# Jcgriff2 is at 10,000



## pat mcgroin (May 1, 2009)

While going through this morning I see that John is at 9999
That is a lot of very helpful posts.
Please keep up the good work! :wave:


----------



## speedster123 (Oct 18, 2006)

*nice work*..:wave:


----------



## Done_Fishin (Oct 10, 2006)

Congratulations, well done

:4-cheers:


----------



## Tumbleweed36 (May 14, 2005)

Congatulations on the achievement!


----------



## WereBo (Apr 5, 2008)

Well done John, congratulations :4-clap: :4-clap: :4-clap:


----------



## Old Rich (May 31, 2007)

Well done John!!!


----------



## carsey (Aug 19, 2006)

Congatulations


----------



## Glaswegian (Sep 16, 2005)

Congrats John and well done!!


----------



## DT Roberts (Jun 22, 2009)

Aww, beat me to it!

Congrats, John. Thanks for all of the help.


----------



## vladimirb (Mar 31, 2008)

Congratulations John!!!
Well done and keep up the good work!!!


----------



## dai (Jul 2, 2004)

congratulatons


----------



## Indoril Nerevar (Jan 7, 2006)

Congratulations! Fantastic work! :beerchug:


----------



## JohnthePilot (Mar 30, 2006)

*Congratulations John* :4-clap::4-clap::4-cheers::4-cheers:


----------



## deleted122510 (Mar 18, 2009)

congrats!


----------



## grimx133 (Jan 15, 2008)

Excellent! Always enjoy your concise analysis, let's see another 10K John!


----------



## Basementgeek (Feb 7, 2005)

Thanks for all the wonderful help you given everyone here, including me :wave:

BG


----------



## jcgriff2 (Sep 30, 2007)

It is my pleasure to be here.

I never thought back when that I would ever see this number. 

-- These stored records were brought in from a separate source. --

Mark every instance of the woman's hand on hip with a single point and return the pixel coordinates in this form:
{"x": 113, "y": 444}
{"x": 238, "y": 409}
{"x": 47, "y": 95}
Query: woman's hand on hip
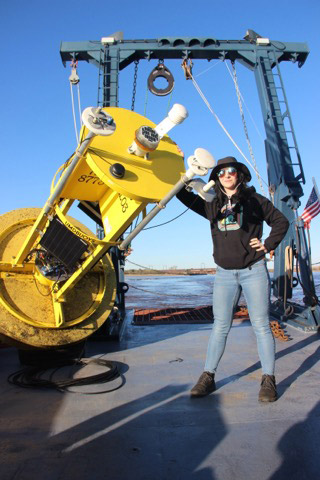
{"x": 258, "y": 245}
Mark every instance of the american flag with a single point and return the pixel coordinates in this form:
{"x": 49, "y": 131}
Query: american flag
{"x": 311, "y": 209}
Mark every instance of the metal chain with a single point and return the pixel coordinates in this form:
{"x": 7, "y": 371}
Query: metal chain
{"x": 235, "y": 79}
{"x": 136, "y": 63}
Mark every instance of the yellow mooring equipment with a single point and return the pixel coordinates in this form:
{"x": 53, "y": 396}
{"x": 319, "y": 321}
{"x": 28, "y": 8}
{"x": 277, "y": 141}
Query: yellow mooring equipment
{"x": 58, "y": 284}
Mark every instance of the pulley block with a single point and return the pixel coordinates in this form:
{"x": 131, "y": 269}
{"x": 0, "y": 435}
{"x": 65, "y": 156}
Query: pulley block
{"x": 161, "y": 71}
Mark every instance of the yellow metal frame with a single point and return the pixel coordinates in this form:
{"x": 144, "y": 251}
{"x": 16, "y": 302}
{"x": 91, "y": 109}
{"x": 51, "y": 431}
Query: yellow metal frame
{"x": 120, "y": 201}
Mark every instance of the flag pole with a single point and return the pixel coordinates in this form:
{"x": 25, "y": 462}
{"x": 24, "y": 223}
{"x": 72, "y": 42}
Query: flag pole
{"x": 316, "y": 188}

Soon enough I will be flying even higher - literally. . . @ 30,000 feet on my way home to New Jersey, leaving the Southern California desert behind for a while.

Thank you to all.

John

.


----------



## Jason09 (Jan 3, 2009)

Congrats John and well deserved!


----------



## pat mcgroin (May 1, 2009)

Sorry to hear that you have to come home now that it is starting to get colder though.
I went to boot camp in Cape May in January.
Could have done without that.


----------



## jamiemac2005 (Jul 5, 2007)

congrats JC =]


----------



## jcgriff2 (Sep 30, 2007)

jamiemac2005 said:


> congrats JC =]


Thanks, Jamey !



`



pat mcgroin said:


> Sorry to hear that you have to come home now that it is starting to get colder though.
> I went to boot camp in Cape May in January.
> Could have done without that.


You are not kidding - it snowed here tonight!

Not much, though - but enough that I had a nice fall on my .... well, it gave the kids a good laugh... until the 4 of them had to help me up! OUCH !!

Thanks again.

John


----------



## SABL (Jul 4, 2008)

Hi John!!

Seems I missed this one... thought I caught it but reread the thread.....oops!!

Congrats!! That's a lot of time at the kb.....with 4 kids where do you find the time?? I raised 5 and know the parents need a break from time to time....my youngest is 28 and now I get all the time I want on the computer (except when he wants to check his email or check for game cheats). 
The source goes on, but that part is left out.